Yes, though it is not automatic on either platform. In Microsoft 365, you recreate the address as a shared mailbox and move members over. In Google Workspace, you enable Collaborative Inbox features on the existing group.
2. Which is better for customer support: a shared mailbox or a distribution list?
A shared mailbox is better because it allows teams to collaborate, track conversations, and respond from a shared address. Distribution lists only forward emails and provide no visibility or ownership — unsuitable for managing customer requests at any meaningful volume.
3. Are shared mailboxes free in Microsoft 365?
Shared mailboxes under 50 GB are free and do not require a license.

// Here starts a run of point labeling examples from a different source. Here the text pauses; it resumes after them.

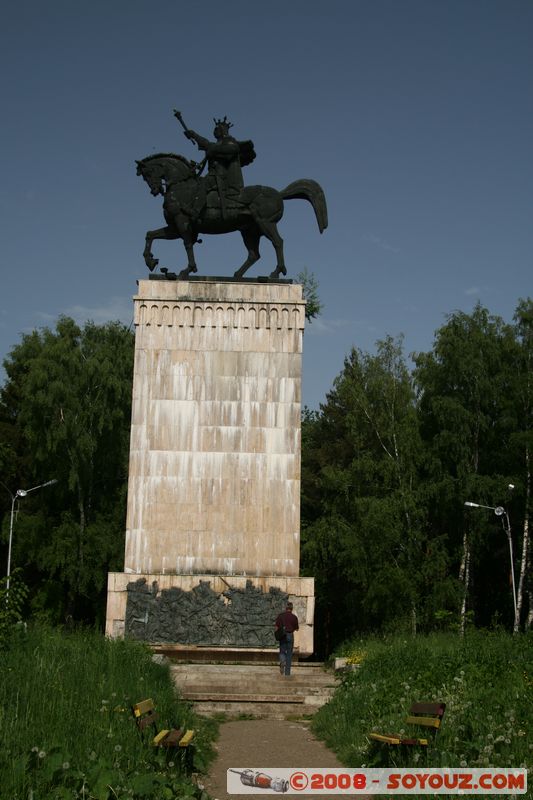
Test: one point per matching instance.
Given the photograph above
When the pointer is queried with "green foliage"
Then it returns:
(387, 465)
(12, 601)
(485, 679)
(65, 699)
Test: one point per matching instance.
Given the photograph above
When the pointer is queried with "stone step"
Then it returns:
(263, 711)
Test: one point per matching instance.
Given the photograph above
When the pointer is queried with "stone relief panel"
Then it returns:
(234, 618)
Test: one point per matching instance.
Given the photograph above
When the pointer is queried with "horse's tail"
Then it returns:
(307, 189)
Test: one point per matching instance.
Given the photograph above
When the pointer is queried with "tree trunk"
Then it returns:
(464, 575)
(525, 547)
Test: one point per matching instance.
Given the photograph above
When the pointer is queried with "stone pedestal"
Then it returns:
(214, 474)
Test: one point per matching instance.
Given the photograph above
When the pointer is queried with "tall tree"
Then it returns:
(364, 527)
(467, 421)
(67, 403)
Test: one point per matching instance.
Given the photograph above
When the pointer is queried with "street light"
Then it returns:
(506, 525)
(14, 497)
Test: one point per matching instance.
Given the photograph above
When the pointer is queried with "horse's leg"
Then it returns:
(270, 230)
(250, 237)
(160, 233)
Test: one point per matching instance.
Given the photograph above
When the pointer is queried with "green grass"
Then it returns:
(66, 725)
(486, 681)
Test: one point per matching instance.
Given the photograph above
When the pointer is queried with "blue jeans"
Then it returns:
(285, 652)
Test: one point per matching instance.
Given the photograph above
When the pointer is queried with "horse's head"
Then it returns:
(160, 171)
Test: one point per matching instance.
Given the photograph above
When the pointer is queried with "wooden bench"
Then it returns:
(423, 715)
(146, 716)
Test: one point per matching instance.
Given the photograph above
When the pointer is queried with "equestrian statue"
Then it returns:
(219, 202)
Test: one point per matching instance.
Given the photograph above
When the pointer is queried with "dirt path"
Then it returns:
(263, 744)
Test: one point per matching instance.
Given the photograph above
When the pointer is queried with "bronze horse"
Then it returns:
(254, 212)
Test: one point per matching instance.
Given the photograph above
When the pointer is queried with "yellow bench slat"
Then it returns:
(187, 738)
(379, 737)
(427, 722)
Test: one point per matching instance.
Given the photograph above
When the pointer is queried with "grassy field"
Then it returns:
(486, 680)
(66, 726)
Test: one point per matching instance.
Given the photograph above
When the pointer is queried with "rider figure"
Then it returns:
(225, 158)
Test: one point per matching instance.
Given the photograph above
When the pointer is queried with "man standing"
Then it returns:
(289, 621)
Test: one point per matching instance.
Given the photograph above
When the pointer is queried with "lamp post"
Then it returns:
(506, 525)
(14, 497)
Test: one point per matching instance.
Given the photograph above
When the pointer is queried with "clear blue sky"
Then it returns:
(416, 117)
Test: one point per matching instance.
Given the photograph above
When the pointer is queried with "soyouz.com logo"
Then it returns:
(245, 780)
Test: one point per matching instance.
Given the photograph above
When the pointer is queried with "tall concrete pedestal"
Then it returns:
(213, 520)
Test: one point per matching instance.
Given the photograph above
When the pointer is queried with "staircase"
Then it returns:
(256, 690)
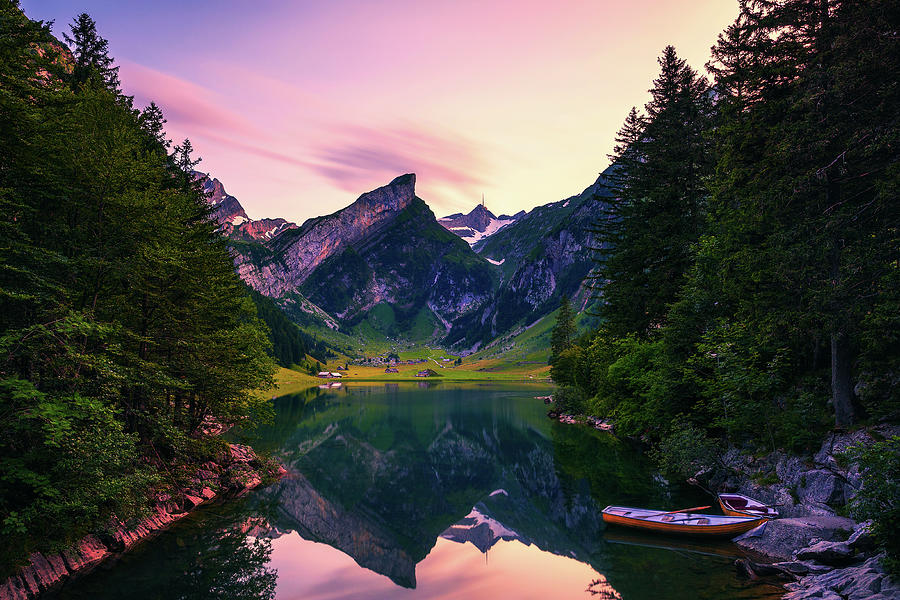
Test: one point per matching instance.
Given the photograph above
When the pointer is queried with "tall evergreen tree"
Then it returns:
(658, 211)
(564, 330)
(92, 59)
(805, 193)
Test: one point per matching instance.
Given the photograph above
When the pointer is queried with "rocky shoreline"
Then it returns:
(822, 554)
(814, 551)
(239, 471)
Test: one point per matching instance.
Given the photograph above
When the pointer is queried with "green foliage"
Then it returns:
(659, 206)
(563, 332)
(751, 253)
(879, 498)
(123, 326)
(66, 465)
(685, 451)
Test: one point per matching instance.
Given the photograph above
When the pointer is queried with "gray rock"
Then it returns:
(788, 469)
(862, 538)
(809, 508)
(779, 539)
(827, 553)
(797, 567)
(867, 581)
(821, 487)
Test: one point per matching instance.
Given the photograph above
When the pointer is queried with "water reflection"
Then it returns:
(449, 491)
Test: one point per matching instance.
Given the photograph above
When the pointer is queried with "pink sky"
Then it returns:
(300, 107)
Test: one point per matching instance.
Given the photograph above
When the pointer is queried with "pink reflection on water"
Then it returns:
(312, 571)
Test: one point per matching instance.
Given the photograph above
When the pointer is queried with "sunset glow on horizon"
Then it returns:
(298, 108)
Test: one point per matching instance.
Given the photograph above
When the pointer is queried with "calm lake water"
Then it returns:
(434, 491)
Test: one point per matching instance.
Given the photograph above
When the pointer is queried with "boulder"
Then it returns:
(780, 538)
(820, 487)
(867, 581)
(827, 553)
(85, 555)
(862, 538)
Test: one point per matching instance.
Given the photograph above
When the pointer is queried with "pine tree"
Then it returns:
(658, 211)
(805, 193)
(564, 330)
(92, 59)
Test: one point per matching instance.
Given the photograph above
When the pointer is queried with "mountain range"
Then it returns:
(386, 264)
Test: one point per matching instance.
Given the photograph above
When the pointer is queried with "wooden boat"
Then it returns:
(737, 505)
(680, 523)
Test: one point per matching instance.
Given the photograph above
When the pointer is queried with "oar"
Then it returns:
(674, 511)
(681, 510)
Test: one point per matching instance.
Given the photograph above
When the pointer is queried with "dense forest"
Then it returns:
(752, 291)
(290, 345)
(123, 326)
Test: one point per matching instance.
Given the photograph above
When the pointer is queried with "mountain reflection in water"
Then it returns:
(449, 491)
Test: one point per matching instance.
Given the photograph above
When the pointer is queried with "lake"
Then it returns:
(430, 491)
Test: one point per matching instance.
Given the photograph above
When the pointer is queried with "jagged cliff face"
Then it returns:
(386, 249)
(299, 252)
(232, 217)
(546, 253)
(479, 224)
(387, 252)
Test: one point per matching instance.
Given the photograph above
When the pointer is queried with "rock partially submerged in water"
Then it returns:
(779, 539)
(867, 581)
(827, 553)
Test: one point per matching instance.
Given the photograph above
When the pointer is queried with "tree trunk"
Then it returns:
(841, 385)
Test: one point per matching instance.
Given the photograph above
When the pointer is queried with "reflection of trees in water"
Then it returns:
(600, 587)
(206, 557)
(234, 568)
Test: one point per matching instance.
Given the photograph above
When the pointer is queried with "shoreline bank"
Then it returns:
(240, 471)
(812, 550)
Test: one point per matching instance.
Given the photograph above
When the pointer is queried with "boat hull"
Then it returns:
(751, 507)
(682, 523)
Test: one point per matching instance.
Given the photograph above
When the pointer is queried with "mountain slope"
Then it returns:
(385, 256)
(232, 217)
(543, 255)
(479, 224)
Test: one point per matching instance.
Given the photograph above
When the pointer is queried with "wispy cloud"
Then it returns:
(354, 157)
(184, 103)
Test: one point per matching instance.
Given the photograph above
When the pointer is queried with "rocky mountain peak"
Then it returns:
(392, 198)
(231, 216)
(477, 225)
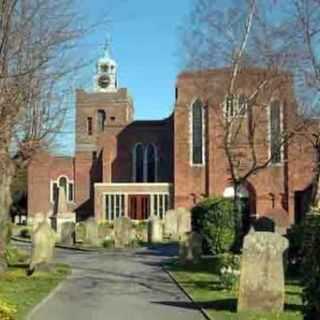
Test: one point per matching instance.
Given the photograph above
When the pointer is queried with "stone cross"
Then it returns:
(262, 273)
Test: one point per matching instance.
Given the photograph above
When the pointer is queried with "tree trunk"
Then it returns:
(237, 218)
(315, 180)
(6, 174)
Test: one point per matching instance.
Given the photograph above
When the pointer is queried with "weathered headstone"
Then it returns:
(155, 229)
(262, 273)
(123, 232)
(177, 222)
(67, 236)
(91, 233)
(43, 243)
(171, 224)
(62, 207)
(190, 247)
(80, 232)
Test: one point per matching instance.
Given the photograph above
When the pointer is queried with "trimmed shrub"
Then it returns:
(16, 256)
(214, 219)
(25, 233)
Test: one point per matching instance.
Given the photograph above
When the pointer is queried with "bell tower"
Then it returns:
(105, 79)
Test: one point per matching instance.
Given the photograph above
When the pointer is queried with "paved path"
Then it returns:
(127, 285)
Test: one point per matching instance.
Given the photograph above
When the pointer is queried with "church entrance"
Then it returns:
(139, 206)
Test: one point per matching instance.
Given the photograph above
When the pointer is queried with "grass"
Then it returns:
(201, 281)
(23, 292)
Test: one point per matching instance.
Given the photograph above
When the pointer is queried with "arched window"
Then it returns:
(101, 119)
(150, 163)
(65, 183)
(197, 133)
(275, 132)
(138, 162)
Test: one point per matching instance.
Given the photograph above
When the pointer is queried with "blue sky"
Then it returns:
(145, 44)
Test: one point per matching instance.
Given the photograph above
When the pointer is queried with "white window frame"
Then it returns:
(191, 135)
(269, 133)
(159, 212)
(69, 181)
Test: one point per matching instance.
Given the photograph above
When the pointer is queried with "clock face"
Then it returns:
(104, 81)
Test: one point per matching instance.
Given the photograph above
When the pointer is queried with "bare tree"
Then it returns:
(303, 19)
(247, 42)
(37, 40)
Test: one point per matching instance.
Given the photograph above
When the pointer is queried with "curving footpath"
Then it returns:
(117, 285)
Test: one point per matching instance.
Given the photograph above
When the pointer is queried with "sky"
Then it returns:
(145, 44)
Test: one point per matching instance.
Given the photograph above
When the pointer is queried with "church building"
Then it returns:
(127, 167)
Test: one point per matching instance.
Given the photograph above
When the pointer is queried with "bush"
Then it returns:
(6, 229)
(107, 243)
(25, 233)
(15, 256)
(311, 266)
(229, 271)
(7, 311)
(214, 219)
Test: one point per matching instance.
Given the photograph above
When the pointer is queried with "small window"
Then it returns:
(89, 126)
(101, 119)
(70, 192)
(104, 68)
(197, 133)
(236, 106)
(138, 162)
(275, 132)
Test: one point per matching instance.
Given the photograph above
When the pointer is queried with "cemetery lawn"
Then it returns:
(23, 292)
(203, 285)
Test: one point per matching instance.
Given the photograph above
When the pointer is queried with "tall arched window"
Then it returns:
(275, 132)
(138, 163)
(150, 160)
(197, 137)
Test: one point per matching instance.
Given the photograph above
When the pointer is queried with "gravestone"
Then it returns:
(67, 236)
(43, 243)
(155, 229)
(123, 232)
(190, 247)
(62, 207)
(61, 214)
(171, 224)
(177, 222)
(262, 273)
(80, 232)
(91, 232)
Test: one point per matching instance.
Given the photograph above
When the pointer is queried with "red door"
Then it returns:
(139, 206)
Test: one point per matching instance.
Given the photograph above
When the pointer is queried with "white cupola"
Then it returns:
(106, 75)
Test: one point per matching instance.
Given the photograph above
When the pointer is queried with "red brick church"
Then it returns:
(127, 167)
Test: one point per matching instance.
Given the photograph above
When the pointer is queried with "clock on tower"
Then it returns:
(106, 76)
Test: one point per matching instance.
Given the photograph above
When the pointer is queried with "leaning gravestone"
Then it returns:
(262, 275)
(177, 222)
(43, 243)
(91, 232)
(123, 232)
(190, 247)
(155, 229)
(67, 236)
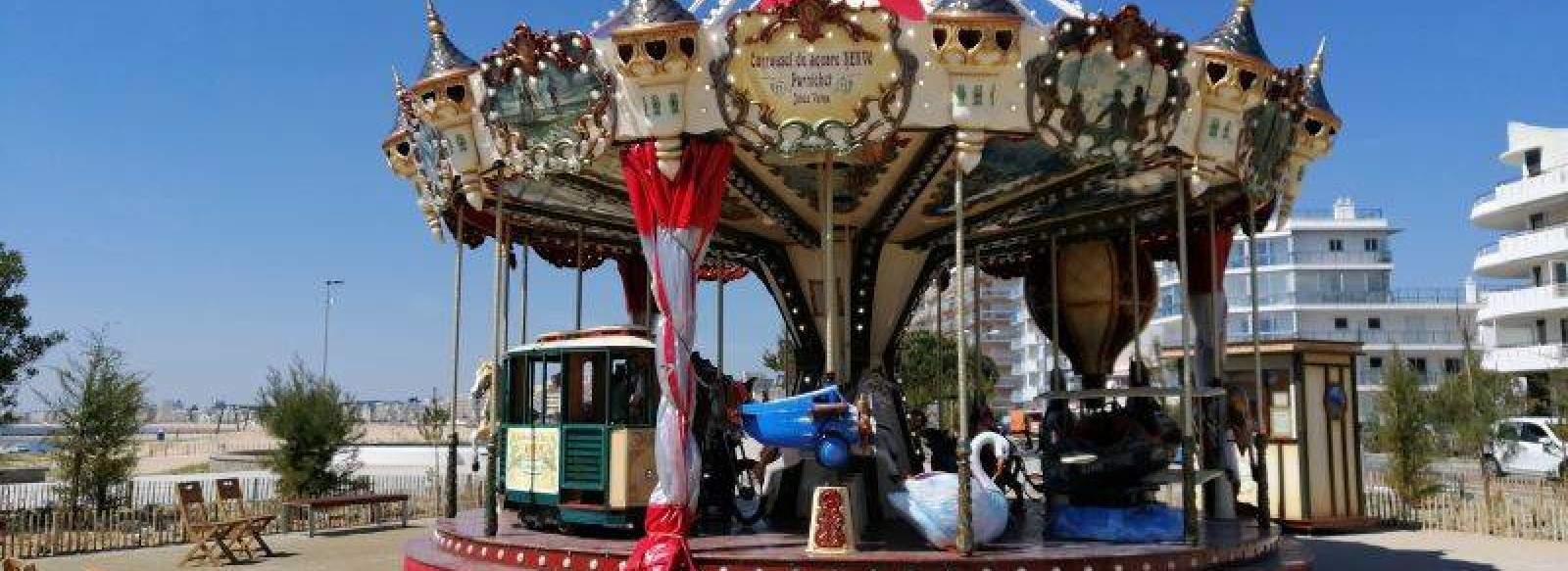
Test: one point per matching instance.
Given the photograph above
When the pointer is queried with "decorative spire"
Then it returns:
(1316, 96)
(443, 54)
(1238, 35)
(650, 12)
(985, 7)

A license is needed for advanced features like archiving, litigation hold, or additional storage.
4. Can external users be added to a shared mailbox or distribution list?
Distribution lists can include external users if your admin allows it. Shared mailboxes in Microsoft 365 do not support external users. In Google Groups, external members can be added depending on your organisation’s settings.
5. Can you view reports or metrics in distribution lists or shared mailboxes?
Distribution lists offer no reporting. Shared mailboxes provide limited visibility. For metrics like first response time, SLA compliance, and agent workload, you need a shared inbox tool like Hiver.
6. What’s the most cost-effective option?
Distribution lists are free and built-in. Shared mailboxes are free up to 50 GB in Microsoft 365, but require a license for additional storage or advanced features. Shared inbox tools cost more but are more efficient for high-volume teams that need assignment, tracking, and automation.
7. What’s the best way to prevent duplicate responses?
A shared inbox tool with collision detection is the only reliable fix. Hiver shows when someone has opened or is replying to a message, preventing two different responses from reaching the same customer.
8. Can an organisation use all three options?
Yes. Many teams use distribution lists for announcements, shared mailboxes for basic collaboration, and a shared inbox tool like Hiver for managing high-volume or customer-facing workflows.